Mendacious : What it should be ...

Abian tersenyum canggung kala matanya menangkap Jinendra yang baru keluar dari kelasnya. Jinendra membalas senyum itu dengan tidak kalah canggung, beberapa hal yang terjadi di antara mereka sebelumnya membuat keduanya menjadi sedikit renggang. Ini adalah pertama kalinya mereka berhadapan dan berbicara langsung.

“Eum... Kak Bian mau ngomongin apa nih?” tanya Jinendra saat keduanya berjalan menuju parkiran.

Abian menggaruk tengkuknya yang terasa tidak gatal, “Anter lo pulang dulu deh, ya? Biar ngomongnya enak.”

Lawan bicaranya hanya menganggukan kepala dan mengikuti langkah Abian menuju ke parkiran untuk mengambil motor. Setelahnya mereka langsung menuju rumah Jinendra yang sebenarnya cukup jauh dari sekolah mereka.

Di perjalanan tidak ada satu pun dari mereka yang mau membuka topik pembicaraan, keduanya larut dalam pikirannya masing-masing.

Setelah berkilometer mereka tempuh, akhirnya mesin motor Abian dimatikan. Jinendra turun dari motor dan membuka helm yang ia kenakan. Abian juga melakukan hal yang sama.

“Makasih kak. Ayok masuk dulu sebentar,” kata Jinendra sambil membuka kunci rumahnya.

Sementara Abian masih berdiri di dekat motornya sambil mengatur napasnya. Ia sedikit gugup dengan apa yang akan ia sampaikan kepada Jinendra.

“Masuk kak,” ujar Jinendra mempersilakan Abian untuk masuk ke dalam rumah.
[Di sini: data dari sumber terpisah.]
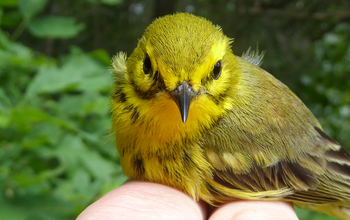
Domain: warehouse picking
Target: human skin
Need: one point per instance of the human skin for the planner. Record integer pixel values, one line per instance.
(146, 200)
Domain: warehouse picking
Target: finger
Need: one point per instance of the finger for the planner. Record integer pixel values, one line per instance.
(145, 200)
(257, 210)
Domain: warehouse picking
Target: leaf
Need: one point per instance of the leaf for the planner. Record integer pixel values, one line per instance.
(8, 3)
(29, 8)
(70, 77)
(111, 2)
(55, 27)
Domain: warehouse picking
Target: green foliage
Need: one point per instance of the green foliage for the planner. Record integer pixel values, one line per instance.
(56, 152)
(328, 88)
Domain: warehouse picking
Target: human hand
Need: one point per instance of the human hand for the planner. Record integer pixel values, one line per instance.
(146, 200)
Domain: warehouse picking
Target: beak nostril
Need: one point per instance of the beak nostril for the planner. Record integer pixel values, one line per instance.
(183, 96)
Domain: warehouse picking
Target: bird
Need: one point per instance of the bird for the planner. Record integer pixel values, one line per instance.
(189, 113)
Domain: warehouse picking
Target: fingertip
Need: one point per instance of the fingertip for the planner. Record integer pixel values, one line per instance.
(145, 200)
(257, 210)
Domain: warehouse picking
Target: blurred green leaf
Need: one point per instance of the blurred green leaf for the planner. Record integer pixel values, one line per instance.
(29, 8)
(112, 2)
(8, 3)
(10, 19)
(74, 74)
(55, 27)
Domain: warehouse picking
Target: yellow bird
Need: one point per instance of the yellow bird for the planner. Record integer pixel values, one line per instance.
(190, 114)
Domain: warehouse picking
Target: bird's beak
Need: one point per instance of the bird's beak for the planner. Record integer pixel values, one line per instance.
(183, 95)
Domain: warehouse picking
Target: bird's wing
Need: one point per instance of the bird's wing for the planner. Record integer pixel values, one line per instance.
(271, 146)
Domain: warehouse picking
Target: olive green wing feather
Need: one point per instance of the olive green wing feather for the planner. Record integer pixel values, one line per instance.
(273, 147)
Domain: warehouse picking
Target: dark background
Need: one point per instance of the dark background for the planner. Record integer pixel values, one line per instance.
(56, 152)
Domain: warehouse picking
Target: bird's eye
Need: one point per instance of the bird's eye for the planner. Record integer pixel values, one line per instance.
(217, 70)
(147, 66)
Yang lebih tua langsung saja mengikuti Jinendra masuk ke dalam rumah. Setelahnya Jinendra mempersilakan Abian duduk di ruang tamu.


Sepuluh menit.

Selama sepuluh menit mereka duduk berhadapan tidak ada satupun dari mereka yang membuka suara. Tidak Abian, tidak juga Jinendra. Atmosfer di sekitar keduanya terasa sangat canggung.

“Eumm Kak Bian mau ngomong apa?”

Akhirnya Jinendra memberanikan dirinya untuk bertanya pada Abian.

“Eum.. Ji.”

Mata Jinendra menatap Abian dengan saksama, begitu juga dengan Abian.

“Gue tau mungkin kesannya gue buru-buru dan agak kurang sopan, tapi gue rasa gue harus ngomong ini sama lo.”

Jinendra mengernyit bingung, “hah? kenapa kak?”

“Lo tau kan gue sayang sama lo?”

Mata Jinendra sempat membulat. Ia sedikit terkejut dengan yang diucapkan oleh Kakak Kelasnya itu.

“Tapi kak...”

“Gue cuma mau ambil kesempatan lagi, gue mau kembaliin semua yang harusnya jadi punya kita, Ji.”

“hah?”

“Lo masih sayang sama gue kan?”

Bimbang melingkupi Jinendra. Ada rasa senang yang melingkupi dirinya tapi di sisi lain ia merasa sangat bersalah pada kembarannya.

Tapi bukan salahnya kan kalau ia memang masih sangat menyayangi Abiandra?

“Um... iya kak.”

“Kalau gitu lo mau kan jadi pacar gue?”